Fatbikes are fast moving from eccentricity to must-have in any N+1 collection. We took one to Botswana (and Zimbabwe) to see how it stacks up in the wilds of Africa.

If we can offer one piece of advice, ever, in Ride magazine, let it be this: never, ever take up an offer to ride a fatbike. Ever. You will find yourself un-buying your daughter’s 14th-birthday 29er, and getting her a chunky, instead, in your size. True story.

Of course, this is all relative to where you ride it. I took the Double Scoop to the Tuli Block, and for four days dealt with the ever-receding scorn of my peers, as I rolled through sand drift after riverbed, panting not one bit. Off the beaten track, the 4.7-inch fat tackies turn the soft stuff into a freewheeling, gloating paradise – we even rode the mighty Shashe and Limpopo rivers, each heading for a kilometre of super-soft sand – without stopping. Oom Hannes, aged 73, included.

If there is a word to describe a fattie, it is ‘able’. Think of your 100mm race bike as a World Rally Championship racer, and this as a Land Rover, in low-range. But moving. There is very little you can’t ride, just bring a slowly-slowly mindset, and keep pedalling. The footprint is so big, you have virtually unlimited grip on all surfaces. Sure, you struggle to keep up with the supermodels on the open district roads, but that is not what a fatty is for: it is for discovering, exploring and playing.


The Silverback comes in at a price where it was seriously outclassed at the Tour de Tuli.

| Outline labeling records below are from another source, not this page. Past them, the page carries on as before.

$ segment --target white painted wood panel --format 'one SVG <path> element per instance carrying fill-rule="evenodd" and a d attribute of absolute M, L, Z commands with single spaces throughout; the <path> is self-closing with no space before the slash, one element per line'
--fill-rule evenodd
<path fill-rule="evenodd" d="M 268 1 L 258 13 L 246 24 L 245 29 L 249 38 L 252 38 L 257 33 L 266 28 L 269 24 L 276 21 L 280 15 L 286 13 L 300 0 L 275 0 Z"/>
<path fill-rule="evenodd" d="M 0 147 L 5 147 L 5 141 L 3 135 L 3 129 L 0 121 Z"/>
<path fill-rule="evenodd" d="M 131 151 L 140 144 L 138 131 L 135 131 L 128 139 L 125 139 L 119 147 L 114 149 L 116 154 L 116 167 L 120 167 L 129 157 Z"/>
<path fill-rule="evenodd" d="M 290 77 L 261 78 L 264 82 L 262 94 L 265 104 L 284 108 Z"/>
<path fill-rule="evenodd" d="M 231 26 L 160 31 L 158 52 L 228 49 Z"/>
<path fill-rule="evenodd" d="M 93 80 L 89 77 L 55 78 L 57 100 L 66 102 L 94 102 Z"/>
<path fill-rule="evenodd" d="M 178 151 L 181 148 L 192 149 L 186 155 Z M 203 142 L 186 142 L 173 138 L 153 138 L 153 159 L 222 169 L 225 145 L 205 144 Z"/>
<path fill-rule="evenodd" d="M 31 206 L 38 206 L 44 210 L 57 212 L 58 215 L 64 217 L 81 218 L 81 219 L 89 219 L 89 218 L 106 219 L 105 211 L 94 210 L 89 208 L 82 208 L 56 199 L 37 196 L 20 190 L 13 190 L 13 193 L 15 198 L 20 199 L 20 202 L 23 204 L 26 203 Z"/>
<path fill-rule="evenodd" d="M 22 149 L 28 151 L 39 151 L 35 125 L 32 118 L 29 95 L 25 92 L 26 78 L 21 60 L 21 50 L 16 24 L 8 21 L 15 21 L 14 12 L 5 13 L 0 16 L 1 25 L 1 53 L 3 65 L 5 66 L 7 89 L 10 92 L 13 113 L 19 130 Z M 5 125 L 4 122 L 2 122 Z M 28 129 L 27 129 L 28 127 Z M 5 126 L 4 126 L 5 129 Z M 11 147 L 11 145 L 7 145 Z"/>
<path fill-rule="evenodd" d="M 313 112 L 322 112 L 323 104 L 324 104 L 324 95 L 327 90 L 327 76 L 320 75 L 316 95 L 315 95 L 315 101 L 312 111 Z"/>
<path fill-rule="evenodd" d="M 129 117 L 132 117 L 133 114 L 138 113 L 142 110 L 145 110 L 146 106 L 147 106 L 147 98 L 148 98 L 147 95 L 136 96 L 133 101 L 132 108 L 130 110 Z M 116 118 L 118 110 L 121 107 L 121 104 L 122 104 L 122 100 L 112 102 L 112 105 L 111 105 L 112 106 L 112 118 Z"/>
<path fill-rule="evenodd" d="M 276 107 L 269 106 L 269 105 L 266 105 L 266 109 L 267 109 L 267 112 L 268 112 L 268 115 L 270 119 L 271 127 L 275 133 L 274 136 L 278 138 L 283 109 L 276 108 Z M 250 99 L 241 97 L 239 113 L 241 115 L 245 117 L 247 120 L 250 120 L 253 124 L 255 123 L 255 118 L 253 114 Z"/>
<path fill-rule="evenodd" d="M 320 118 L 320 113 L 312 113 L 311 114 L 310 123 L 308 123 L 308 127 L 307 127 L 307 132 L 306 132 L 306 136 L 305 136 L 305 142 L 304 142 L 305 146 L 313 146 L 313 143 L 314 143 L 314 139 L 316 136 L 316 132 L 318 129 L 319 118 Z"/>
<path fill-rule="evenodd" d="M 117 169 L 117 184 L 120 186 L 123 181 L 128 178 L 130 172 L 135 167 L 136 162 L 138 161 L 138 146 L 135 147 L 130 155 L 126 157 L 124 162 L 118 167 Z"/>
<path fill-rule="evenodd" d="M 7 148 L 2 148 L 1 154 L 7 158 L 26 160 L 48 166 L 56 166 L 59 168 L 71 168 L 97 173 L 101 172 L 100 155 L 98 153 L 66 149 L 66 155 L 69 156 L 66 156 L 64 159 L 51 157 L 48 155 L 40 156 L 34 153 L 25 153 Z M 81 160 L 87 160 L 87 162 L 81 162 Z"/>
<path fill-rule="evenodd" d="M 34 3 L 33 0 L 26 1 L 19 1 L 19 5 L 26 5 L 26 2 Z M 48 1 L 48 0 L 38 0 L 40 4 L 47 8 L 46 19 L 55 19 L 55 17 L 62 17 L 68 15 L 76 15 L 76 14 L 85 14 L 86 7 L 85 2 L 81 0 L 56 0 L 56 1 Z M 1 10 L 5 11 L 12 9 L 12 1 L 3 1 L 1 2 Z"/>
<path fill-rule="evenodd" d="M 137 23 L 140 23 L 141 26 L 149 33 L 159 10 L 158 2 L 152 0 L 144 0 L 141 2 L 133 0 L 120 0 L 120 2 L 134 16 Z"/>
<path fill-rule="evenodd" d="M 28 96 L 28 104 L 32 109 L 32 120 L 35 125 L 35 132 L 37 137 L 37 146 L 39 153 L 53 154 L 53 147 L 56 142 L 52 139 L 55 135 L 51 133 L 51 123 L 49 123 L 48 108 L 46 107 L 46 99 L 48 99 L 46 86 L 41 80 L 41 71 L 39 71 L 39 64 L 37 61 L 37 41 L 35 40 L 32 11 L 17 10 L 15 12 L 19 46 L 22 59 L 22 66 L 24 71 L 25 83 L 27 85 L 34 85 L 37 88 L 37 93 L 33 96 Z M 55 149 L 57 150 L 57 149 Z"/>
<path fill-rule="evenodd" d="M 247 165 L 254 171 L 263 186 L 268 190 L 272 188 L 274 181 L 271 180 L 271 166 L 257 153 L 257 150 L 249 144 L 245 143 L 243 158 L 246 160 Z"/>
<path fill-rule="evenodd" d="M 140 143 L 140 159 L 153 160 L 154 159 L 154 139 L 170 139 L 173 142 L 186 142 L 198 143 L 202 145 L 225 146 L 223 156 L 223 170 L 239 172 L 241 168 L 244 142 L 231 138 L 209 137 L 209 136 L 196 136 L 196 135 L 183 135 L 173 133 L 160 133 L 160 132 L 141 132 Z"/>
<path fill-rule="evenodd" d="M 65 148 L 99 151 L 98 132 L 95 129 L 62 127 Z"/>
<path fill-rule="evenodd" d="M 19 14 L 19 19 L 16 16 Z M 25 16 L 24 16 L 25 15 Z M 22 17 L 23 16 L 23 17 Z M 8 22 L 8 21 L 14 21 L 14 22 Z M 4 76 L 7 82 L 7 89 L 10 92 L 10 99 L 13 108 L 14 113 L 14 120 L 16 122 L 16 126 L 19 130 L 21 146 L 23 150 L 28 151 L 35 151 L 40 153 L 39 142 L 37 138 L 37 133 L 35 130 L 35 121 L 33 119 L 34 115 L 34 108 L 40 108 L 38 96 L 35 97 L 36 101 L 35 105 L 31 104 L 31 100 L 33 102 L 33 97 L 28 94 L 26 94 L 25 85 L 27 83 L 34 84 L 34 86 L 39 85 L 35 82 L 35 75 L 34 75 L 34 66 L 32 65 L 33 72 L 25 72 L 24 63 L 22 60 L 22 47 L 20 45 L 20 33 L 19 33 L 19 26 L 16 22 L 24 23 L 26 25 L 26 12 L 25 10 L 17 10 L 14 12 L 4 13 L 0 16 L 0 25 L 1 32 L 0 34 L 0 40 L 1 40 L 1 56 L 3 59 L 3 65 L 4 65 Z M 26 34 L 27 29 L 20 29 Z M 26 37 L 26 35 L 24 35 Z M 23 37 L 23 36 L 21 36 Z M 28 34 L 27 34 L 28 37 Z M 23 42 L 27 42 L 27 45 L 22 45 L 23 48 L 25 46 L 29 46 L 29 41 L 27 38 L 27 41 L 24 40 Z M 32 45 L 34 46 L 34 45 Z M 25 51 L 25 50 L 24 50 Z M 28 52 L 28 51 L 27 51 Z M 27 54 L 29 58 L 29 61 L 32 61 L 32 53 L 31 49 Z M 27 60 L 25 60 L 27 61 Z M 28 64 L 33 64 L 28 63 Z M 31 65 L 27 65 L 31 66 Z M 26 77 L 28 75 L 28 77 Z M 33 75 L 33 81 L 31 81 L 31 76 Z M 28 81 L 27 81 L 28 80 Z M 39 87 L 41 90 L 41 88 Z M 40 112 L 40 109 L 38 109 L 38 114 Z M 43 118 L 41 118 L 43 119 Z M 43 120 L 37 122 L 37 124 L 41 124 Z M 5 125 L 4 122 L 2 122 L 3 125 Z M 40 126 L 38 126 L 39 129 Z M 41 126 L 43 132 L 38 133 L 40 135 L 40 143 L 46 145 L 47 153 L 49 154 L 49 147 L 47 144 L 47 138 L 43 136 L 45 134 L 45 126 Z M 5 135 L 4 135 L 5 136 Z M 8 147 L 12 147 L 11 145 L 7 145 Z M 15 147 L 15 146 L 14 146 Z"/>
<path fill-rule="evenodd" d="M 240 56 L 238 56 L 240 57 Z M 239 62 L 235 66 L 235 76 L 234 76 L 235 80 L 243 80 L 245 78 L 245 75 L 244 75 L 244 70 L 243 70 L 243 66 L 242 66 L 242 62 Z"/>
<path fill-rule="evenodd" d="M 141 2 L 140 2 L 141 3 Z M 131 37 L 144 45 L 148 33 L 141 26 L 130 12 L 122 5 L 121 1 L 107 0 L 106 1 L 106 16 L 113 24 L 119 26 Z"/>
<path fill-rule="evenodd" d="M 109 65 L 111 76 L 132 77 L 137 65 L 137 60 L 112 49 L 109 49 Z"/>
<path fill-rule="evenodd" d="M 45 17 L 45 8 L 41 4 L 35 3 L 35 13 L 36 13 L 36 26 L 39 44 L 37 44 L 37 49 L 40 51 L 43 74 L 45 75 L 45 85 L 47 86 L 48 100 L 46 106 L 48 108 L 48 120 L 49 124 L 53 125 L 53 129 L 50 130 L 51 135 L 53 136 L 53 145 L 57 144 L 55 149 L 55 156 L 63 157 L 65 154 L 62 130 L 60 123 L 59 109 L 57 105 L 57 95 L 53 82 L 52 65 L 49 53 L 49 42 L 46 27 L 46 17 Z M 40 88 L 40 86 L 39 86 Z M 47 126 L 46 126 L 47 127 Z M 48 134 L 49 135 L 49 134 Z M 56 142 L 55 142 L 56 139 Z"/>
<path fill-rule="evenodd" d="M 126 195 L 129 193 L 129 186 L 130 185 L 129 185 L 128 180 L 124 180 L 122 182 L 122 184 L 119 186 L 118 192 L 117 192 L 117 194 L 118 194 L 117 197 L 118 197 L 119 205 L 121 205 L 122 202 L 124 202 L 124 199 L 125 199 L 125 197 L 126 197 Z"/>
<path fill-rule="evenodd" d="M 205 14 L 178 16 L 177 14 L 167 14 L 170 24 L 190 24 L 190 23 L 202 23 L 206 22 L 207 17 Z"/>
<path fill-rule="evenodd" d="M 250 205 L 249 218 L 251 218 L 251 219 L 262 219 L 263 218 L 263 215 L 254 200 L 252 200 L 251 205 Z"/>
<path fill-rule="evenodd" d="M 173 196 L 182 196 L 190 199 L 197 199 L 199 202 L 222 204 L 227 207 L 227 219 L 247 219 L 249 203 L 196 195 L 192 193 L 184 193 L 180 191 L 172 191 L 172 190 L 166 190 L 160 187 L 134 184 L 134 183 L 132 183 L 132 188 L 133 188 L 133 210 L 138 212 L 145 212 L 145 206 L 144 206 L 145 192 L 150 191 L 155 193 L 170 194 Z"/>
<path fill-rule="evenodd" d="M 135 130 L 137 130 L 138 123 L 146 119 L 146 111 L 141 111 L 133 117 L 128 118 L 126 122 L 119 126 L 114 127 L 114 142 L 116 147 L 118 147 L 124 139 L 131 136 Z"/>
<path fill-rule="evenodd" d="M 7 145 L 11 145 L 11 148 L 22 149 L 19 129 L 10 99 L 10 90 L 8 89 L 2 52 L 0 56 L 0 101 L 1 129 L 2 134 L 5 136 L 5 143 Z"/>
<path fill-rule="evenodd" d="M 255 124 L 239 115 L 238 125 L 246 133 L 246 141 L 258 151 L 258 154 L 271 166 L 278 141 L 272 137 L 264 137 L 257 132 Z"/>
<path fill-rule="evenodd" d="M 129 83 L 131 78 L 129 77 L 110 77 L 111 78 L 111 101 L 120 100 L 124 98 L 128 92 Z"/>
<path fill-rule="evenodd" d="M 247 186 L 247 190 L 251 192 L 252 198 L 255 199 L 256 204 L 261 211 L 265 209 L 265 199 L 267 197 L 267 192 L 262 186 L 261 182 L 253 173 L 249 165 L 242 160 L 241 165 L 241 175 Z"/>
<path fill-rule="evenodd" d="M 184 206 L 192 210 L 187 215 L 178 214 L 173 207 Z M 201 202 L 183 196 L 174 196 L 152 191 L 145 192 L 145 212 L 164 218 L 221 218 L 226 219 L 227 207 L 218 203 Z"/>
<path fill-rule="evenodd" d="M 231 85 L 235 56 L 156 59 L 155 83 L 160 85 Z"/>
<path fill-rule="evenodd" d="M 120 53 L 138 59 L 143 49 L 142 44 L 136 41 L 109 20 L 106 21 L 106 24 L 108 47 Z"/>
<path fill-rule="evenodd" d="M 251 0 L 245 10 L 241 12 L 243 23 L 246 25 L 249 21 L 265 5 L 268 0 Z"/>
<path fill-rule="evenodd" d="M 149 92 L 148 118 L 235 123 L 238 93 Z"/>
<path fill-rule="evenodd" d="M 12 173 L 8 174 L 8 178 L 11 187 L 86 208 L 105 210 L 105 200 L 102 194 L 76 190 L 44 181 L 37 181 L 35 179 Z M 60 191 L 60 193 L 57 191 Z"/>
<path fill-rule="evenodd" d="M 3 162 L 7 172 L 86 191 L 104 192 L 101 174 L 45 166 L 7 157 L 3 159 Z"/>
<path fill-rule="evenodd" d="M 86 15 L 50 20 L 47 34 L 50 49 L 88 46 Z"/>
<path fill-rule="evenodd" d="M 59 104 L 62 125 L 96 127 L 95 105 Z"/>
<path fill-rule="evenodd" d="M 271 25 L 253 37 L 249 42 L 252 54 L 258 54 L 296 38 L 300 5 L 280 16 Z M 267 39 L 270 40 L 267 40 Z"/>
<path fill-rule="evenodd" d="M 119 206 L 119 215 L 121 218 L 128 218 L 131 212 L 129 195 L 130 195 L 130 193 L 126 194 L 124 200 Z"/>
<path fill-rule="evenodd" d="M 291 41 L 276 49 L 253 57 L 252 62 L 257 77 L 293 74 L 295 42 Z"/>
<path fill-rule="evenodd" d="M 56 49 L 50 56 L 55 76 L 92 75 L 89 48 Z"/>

I would guess that half of the other 299 bikes there had wheels that cost more. But without a hill to speak of, bar the concrete stinker on Day 4 (second to the summit in group 19, nonetheless, in the company of some serious race snakes [not]), the near-16kg heft was never going to be a problem.

Reliability was more important, and we nearly fell short with a tubeless-conversion attempt that simply didn’t work. Slime tubes fared well, but we would wait for the 2016 model, which comes with tubeless wheels, if we were in the market for a fatty to take to the farm or the bush.

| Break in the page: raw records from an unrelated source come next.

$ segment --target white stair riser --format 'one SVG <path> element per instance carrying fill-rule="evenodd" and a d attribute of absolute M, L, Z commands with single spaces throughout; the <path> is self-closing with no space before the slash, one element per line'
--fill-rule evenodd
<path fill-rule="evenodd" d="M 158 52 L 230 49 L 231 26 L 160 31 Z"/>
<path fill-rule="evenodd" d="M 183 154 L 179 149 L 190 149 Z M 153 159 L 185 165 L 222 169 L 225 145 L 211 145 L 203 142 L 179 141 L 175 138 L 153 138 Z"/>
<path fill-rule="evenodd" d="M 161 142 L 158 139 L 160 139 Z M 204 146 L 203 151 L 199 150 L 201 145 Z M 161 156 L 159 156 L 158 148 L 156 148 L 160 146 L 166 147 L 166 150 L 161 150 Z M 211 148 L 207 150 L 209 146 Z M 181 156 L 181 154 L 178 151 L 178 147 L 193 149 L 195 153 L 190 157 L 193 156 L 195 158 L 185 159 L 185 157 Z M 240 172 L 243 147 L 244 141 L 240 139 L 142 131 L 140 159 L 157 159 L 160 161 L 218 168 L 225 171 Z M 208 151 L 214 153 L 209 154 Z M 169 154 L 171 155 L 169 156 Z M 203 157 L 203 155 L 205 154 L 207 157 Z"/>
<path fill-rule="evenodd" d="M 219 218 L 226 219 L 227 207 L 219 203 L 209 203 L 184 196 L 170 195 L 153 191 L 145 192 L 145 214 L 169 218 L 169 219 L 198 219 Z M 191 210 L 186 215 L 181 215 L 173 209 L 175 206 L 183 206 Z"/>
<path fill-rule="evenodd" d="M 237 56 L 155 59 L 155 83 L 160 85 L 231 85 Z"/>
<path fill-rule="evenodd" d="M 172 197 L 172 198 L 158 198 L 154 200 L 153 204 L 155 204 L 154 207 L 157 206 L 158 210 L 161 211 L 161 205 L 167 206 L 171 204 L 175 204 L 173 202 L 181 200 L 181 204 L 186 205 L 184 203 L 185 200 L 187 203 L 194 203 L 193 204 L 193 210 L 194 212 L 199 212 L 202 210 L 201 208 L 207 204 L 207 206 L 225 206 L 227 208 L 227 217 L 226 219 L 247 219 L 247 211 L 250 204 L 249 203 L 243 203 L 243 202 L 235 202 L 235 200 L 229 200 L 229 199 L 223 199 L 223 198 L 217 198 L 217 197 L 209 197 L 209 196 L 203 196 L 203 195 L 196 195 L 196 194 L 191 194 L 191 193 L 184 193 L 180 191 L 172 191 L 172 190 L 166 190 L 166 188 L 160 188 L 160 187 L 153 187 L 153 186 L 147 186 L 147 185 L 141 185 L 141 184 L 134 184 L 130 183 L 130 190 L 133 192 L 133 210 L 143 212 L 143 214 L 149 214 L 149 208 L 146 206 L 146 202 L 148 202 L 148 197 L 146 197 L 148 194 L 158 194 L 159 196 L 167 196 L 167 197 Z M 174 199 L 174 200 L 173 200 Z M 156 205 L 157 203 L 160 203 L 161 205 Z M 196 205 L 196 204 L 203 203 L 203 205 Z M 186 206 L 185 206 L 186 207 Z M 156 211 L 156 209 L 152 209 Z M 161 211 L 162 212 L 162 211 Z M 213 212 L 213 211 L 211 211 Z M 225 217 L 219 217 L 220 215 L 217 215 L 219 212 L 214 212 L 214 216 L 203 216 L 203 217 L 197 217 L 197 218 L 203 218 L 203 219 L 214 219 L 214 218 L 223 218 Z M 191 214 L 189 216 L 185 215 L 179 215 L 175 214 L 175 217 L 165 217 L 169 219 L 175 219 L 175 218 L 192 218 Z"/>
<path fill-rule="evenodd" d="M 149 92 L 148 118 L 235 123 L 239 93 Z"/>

Other than the tubeless issue, the Deore/X5/SLX 2×10 drivetrain was faultless, and the Deore brakes provided more than enough stopping power. The tread on the Vee Rubber Bulldozers is aggressive, offering plenty of bite on climbing and braking, but we did struggle a little on the few open-road stretches. Remember you are riding for fun, not speed, and that isn’t even an issue, though.

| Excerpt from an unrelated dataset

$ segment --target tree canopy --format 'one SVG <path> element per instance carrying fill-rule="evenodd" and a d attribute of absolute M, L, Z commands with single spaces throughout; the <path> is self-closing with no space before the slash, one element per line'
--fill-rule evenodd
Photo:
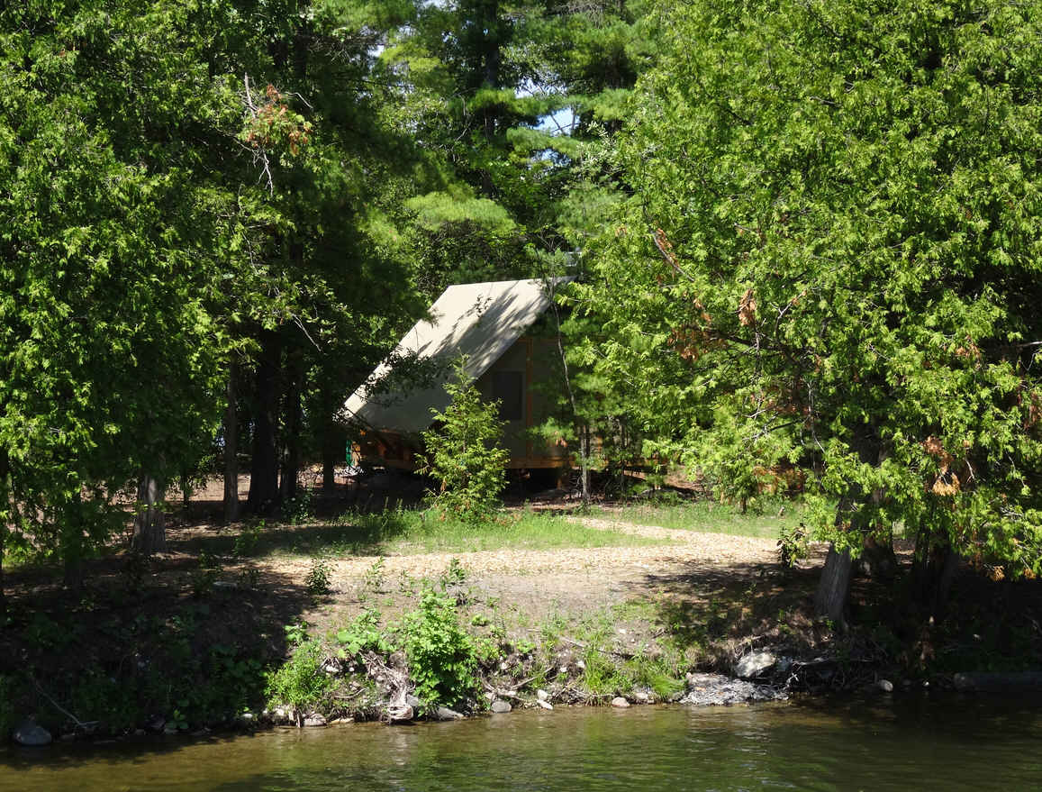
<path fill-rule="evenodd" d="M 579 292 L 599 370 L 648 383 L 649 452 L 739 495 L 813 471 L 838 548 L 902 525 L 920 554 L 1042 571 L 1040 24 L 1008 2 L 671 11 Z"/>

The rest of the kit is, understandably, cheerful and chunky, to make this price point. The saddle was a surprise, my derrière went home in far better condition than I had expected. The alloy bars, stem and seatpost – the former with a pleasing sweep and rise that keep your wrists comfy for the inevitable bashing the rigid front fork doles out – all offer superb weight-loss upgrades if you decide to enter the fatty market here and see what it is all about.

While we talk about the fork: again, the right mindset; we were riding six to seven hours a day, which is not what this bike is for. I ran 0.8 bar on the back, 0.7 on the front, because I didn’t want to snake bite the tubes. Attie and Hannes ran 0.6/0.4, and finished with hands, shoulders and teeth all present and accounted for. The volume of the tyres deadens a whole lot of impact.

So, who is this bike for? Everyone, really. You will adjust your riding on one – exploring and riding technical things for the hell of it become fun again, and you will be more than happy to forget your average speed and just enjoy the ride. And, you can take it with you on the family holidays to Ballito/Yzerfontein/Mozambique, and escape the lunacy for a few hours each day, without having to push your bike for half of your ride.

Price R14 900


  • Andre Bezuidenhout

    You will need to carry an ammo belt full of bombs to re inflate those tyres if you get a flat on the trail. Hand pump out of the question.